Entretanto, só a 31 de Dezembro, recebeu da Embaixada dos Estados Unidos da América, em Pretória, cópia da acusação proferida contra três arguidos cidadãos de nacionalidade moçambicana, dentre os quais, Manuel Chang.

Da referida acusação, ainda segundo a PGR, constata-se que “os factos de que estes arguidos são acusados, estão relacionados com o caso da dívida contraída, entre 2013 e 2014, pelas empresas moçambicanas, Proindicus, Ematum e MAM, junto dos bancos Credit Suisse e VTB Capital, com garantias do Estado Moçambicano”.

Processo em curso

Quanto aos Emirados Árabes Unidos, a PGR afirma que a carta rogatória foi emitida no dia 5 de Outubro de 2017, com vários aditamentos, o último dos quais, a 10 de Janeiro de 2018, bem como a realização de encontros com a Procuradoria-Geral daquele país, “no entanto, ainda sem resposta até à presente data”.

No comunicado, o gabinete de Beatriz Buchilli lembra que corre termos na PGR o processo-crime nº 1/PGR/2015, onde são investigados os crimes de abuso de confiança, peculato, corrupção, branqueamento de capitais, burla por defraudação, entre outros, no âmbito da contracção dos empréstimos pelas três empresas moçambicanas.

“Como é igualmente do conhecimento público, após o relatório final da auditoria realizada pela Kroll, em 2017, de entre várias diligências, a PGR emitiu pedidos de cooperação internacional a vários países, com destaque para os Emiratos Árabes Unidos, Reino Unido da Grã Bretanha e os Estados Unidos da América”, acrescenta a PGR.

Os factos relevantes para o processo-crime em curso na PGR ocorreram, em parte, nas áreas de jurisdição daqueles países, “o que torna a investigação criminal também dependente da informação solicitada”, esclarece a PGR que conclui dizendo que “não tem qualquer outra forma de obter informação sobre os factos sem a colaboração daqueles países”.

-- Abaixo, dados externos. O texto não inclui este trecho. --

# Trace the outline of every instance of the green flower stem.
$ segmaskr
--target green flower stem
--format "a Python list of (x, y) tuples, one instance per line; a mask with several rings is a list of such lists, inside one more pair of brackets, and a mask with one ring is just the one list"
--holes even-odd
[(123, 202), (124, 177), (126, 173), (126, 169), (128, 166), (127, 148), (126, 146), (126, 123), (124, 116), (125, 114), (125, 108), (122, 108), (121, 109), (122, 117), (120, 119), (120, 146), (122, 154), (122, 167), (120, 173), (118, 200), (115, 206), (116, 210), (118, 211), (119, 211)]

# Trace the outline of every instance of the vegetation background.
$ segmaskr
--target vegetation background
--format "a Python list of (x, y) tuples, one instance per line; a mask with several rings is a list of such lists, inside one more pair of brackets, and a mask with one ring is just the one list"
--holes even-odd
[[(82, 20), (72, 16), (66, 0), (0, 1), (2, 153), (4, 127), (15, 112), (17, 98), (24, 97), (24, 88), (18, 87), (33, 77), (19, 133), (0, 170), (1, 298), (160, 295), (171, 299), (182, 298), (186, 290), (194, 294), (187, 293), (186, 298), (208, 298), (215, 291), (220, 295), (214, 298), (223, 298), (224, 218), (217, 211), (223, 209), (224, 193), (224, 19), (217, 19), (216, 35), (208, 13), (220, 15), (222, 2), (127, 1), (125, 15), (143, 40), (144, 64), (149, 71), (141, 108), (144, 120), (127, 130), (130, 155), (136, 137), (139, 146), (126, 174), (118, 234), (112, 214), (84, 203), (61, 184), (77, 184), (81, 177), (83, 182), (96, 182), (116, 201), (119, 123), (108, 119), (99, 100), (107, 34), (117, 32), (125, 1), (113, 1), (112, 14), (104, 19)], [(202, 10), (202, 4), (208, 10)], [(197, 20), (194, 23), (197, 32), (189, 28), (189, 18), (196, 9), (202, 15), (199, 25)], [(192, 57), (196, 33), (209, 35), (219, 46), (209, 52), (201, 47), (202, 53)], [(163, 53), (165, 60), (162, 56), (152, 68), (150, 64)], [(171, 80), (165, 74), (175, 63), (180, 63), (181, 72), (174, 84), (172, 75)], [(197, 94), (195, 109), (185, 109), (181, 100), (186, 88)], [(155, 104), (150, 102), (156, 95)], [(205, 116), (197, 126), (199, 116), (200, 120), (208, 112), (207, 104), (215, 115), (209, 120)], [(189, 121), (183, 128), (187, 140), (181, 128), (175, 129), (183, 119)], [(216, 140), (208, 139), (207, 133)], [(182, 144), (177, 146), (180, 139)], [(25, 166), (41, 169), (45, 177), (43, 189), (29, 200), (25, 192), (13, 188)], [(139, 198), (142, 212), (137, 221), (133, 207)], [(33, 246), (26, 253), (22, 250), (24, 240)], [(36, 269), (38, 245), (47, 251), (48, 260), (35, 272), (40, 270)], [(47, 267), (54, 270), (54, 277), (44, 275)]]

No que concerne aos factos ocorridos na jurisdição moçambicana, a PGR diz prosseguir com a instrução preparatória, tendo sido, até ao momento, constituídos 18 arguidos, entre servidores públicos e outros cidadãos, indiciados da prática de crimes de abuso de cargo ou função, abuso de confiança, peculato e branqueamento de capitais.

Paralelamente, "foram contratados peritos internacionais para auxiliar o Ministério Público moçambicano na avaliação dos activos existentes e na identificação e apreensão de activos ilegalmente adquiridos pelos arguidos e relacionados com os crimes em causa", revela a Procuradoria, garantindo estar "a encetar diligências junto das autoridades competentes da República da África do Sul e dos Estados Unidos da América para acautelar interesses do Estado moçambicano, no que concerne à responsabilização dos infractores no território moçambicano e recuperação de activos".

A PGR não cita o nome de nenhum dos envolvidos no caso, a não ser Manuel Chang, sem, no entanto, o acusar directamente.